Emprendida una nueva
expedición, perderán la preferencia los créditos de aquella clase procedentes de
la anterior.
Artículo 647.
Los Oficiales y la
tripulación del buque quedarán libres de todo compromiso, si lo estiman
oportuno, en los casos siguientes:
1.º Si antes de
comenzar el viaje intentare el Capitán variarlo, o si sobreviniere una guerra
marítima con la nación a donde el buque estaba destinado.
2.º Si
sobreviniere y se declare oficialmente una enfermedad epidémica en el puerto de
destino.
3.º Si el buque
cambiase de propietario o de Capitán.
Artículo 648.
Se entenderá por
dotación de un buque el conjunto de todos los individuos embarcados, de Capitán
a paje, necesarios para su dirección, maniobras y servicios, y, por lo tanto,
estarán comprendidos en la dotación de la tripulación, los Pilotos, Maquinistas,
Fogoneros y demás cargos de a bordo no especificados; pero no lo estarán los
pasajeros ni los individuos que el buque llevare de transporte.

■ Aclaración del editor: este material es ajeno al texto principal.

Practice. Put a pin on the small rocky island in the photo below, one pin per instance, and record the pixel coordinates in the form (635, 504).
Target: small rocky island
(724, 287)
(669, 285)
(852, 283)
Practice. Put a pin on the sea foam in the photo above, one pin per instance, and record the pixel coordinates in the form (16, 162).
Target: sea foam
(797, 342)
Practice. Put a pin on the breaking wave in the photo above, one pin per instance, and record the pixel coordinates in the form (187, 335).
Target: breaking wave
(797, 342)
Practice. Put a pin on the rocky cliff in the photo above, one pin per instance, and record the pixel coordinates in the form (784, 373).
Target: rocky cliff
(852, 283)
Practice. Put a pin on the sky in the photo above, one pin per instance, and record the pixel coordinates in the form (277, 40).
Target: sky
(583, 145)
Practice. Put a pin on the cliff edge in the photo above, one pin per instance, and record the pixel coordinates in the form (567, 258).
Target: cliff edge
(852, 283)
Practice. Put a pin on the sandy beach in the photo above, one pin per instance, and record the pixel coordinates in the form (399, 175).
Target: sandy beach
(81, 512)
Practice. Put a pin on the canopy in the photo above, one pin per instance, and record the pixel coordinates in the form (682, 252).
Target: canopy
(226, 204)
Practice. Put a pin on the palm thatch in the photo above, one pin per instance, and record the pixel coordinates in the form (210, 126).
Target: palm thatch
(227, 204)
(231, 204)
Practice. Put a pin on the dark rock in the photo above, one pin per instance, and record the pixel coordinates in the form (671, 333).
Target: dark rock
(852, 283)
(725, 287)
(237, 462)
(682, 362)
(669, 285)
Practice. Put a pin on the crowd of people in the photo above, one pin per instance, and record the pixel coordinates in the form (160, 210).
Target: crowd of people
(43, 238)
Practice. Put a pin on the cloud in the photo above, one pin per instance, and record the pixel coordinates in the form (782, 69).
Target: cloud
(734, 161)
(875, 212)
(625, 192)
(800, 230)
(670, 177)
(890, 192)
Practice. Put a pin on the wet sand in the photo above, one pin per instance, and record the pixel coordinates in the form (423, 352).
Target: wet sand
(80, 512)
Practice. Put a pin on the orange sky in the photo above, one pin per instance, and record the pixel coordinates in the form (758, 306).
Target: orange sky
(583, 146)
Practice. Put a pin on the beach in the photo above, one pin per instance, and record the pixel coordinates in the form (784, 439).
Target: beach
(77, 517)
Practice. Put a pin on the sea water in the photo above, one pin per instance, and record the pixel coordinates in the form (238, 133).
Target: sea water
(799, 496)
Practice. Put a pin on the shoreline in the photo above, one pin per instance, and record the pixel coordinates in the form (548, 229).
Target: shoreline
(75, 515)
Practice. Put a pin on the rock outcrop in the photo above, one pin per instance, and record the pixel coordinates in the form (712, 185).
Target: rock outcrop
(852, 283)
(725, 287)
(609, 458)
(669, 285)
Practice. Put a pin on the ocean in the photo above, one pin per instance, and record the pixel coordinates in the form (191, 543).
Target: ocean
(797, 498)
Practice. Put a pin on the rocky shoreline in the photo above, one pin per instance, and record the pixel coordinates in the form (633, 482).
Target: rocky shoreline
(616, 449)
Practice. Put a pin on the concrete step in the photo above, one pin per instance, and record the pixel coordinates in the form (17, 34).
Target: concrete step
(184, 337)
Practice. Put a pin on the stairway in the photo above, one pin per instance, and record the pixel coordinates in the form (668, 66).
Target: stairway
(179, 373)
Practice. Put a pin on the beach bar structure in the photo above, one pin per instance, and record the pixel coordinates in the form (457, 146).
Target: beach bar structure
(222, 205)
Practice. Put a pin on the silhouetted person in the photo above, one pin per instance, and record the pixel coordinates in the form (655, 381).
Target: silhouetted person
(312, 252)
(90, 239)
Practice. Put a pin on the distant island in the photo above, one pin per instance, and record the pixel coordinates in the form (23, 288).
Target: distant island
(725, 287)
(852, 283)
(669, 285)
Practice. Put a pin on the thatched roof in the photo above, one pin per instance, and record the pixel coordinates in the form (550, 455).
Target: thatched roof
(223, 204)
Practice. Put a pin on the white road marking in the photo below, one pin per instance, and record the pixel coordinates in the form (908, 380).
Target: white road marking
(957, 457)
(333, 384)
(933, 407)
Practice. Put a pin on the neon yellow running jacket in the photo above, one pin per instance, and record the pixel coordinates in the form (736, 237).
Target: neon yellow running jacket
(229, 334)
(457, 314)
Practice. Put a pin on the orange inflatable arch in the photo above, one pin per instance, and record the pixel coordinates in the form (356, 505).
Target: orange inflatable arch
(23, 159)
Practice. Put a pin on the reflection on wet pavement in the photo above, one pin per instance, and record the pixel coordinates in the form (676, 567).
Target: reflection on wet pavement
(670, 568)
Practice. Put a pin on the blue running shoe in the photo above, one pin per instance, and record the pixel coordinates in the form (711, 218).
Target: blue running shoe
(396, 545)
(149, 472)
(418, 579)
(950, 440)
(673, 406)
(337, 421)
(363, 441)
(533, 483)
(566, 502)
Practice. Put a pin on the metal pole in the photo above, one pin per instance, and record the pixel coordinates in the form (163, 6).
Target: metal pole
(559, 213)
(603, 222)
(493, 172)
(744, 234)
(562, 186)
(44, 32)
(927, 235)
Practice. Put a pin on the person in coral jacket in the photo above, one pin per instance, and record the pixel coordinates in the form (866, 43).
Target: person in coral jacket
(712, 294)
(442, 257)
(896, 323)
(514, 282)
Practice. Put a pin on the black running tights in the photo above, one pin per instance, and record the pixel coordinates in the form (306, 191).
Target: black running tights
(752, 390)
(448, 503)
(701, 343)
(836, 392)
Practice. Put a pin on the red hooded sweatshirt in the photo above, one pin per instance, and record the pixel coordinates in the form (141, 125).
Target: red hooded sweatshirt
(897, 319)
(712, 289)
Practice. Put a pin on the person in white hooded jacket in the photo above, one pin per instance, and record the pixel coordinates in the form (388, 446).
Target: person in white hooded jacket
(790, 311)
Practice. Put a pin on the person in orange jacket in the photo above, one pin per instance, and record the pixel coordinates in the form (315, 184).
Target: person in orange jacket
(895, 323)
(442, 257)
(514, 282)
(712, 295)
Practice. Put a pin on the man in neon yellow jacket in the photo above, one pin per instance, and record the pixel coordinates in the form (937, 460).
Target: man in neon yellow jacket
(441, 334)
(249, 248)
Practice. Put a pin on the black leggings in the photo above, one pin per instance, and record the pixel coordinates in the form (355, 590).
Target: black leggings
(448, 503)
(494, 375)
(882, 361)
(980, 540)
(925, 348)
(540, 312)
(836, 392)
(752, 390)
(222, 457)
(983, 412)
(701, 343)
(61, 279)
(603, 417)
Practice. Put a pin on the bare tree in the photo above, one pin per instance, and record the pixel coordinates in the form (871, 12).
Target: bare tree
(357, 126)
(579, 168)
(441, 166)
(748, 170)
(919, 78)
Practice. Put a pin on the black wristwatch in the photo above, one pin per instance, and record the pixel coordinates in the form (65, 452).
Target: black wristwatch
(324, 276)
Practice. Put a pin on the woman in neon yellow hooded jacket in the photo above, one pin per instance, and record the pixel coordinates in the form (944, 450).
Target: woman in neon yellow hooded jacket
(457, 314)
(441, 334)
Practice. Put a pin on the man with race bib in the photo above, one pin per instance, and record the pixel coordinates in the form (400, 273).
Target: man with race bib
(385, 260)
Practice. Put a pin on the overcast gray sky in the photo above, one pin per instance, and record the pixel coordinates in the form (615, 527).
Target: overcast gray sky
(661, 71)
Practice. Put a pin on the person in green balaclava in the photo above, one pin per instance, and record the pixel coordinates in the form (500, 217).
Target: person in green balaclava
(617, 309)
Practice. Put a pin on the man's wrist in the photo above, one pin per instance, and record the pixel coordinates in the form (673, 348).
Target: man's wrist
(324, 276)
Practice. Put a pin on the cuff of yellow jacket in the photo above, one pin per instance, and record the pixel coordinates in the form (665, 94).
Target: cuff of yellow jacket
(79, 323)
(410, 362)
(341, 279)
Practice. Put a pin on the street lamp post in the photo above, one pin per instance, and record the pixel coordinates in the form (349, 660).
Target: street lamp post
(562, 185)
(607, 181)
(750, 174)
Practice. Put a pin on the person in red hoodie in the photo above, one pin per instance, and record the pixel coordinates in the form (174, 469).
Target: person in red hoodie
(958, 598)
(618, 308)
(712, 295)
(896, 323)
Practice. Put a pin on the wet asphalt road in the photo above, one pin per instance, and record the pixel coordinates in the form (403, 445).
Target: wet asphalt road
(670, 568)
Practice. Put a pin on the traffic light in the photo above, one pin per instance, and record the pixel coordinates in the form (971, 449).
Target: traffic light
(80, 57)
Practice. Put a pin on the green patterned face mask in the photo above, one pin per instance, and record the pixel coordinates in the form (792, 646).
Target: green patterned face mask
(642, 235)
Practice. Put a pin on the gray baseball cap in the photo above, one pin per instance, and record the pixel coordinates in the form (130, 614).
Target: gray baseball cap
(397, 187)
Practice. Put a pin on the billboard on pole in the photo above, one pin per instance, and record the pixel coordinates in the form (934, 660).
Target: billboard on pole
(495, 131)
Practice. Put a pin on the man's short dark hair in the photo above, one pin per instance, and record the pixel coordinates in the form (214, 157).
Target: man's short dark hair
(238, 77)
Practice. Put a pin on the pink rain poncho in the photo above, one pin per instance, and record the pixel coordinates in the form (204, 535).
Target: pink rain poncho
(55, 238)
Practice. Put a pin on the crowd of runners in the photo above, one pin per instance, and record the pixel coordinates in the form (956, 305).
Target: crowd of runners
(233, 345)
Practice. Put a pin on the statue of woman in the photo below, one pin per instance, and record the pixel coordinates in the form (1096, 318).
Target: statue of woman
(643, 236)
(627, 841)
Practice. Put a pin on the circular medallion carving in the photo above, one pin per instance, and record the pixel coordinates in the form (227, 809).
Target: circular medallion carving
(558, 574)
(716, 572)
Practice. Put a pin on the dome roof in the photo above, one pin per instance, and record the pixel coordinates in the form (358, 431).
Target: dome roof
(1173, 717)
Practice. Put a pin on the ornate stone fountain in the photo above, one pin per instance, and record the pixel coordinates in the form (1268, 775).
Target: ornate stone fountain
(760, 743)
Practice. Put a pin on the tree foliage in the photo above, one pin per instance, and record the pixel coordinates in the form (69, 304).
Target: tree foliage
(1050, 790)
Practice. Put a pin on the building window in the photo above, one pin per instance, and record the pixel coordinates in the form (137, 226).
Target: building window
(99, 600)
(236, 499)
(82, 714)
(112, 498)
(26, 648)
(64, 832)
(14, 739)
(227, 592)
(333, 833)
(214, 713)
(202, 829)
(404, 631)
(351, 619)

Sección 4.ª : De los sobrecargos
Artículo 649.
Los Sobrecargos
desempeñarán a bordo las funciones administrativas que les hubieren conferido el
naviero o los cargadores; llevarán la cuenta y razón de sus operaciones en un
libro que tendrá las mismas circunstancias y requisitos exigidos al de
contabilidad del Capitán, y respetarán a éste en sus atribuciones como Jefe de
la embarcación.
Las facultades y
responsabilidades del Capitán cesan con la presencia del Sobrecargo, en cuanto a
la parte de administración legítimamente conferida a éste, subsistiendo para
todas las gestiones que son inseparables de su autoridad y empleo.
Artículo 650.
Serán aplicables a los
Sobrecargos todas las disposiciones contenidas en la Sección II del Título III,
Libro II, sobre capacidad, modo de contratar y responsabilidad de los factores.
Artículo 651.
Los Sobrecargos no
podrán hacer, sin autorización o pacto expreso, negocio alguno por cuenta propia
durante su viaje, fuera del de la pacotilla que, por costumbre del puerto donde
se hubiere despachado al buque, les sea permitido.
Tampoco podrán
invertir en el viaje de retorno más que el producto de la pacotilla, a no mediar
autorización expresa de los comitentes.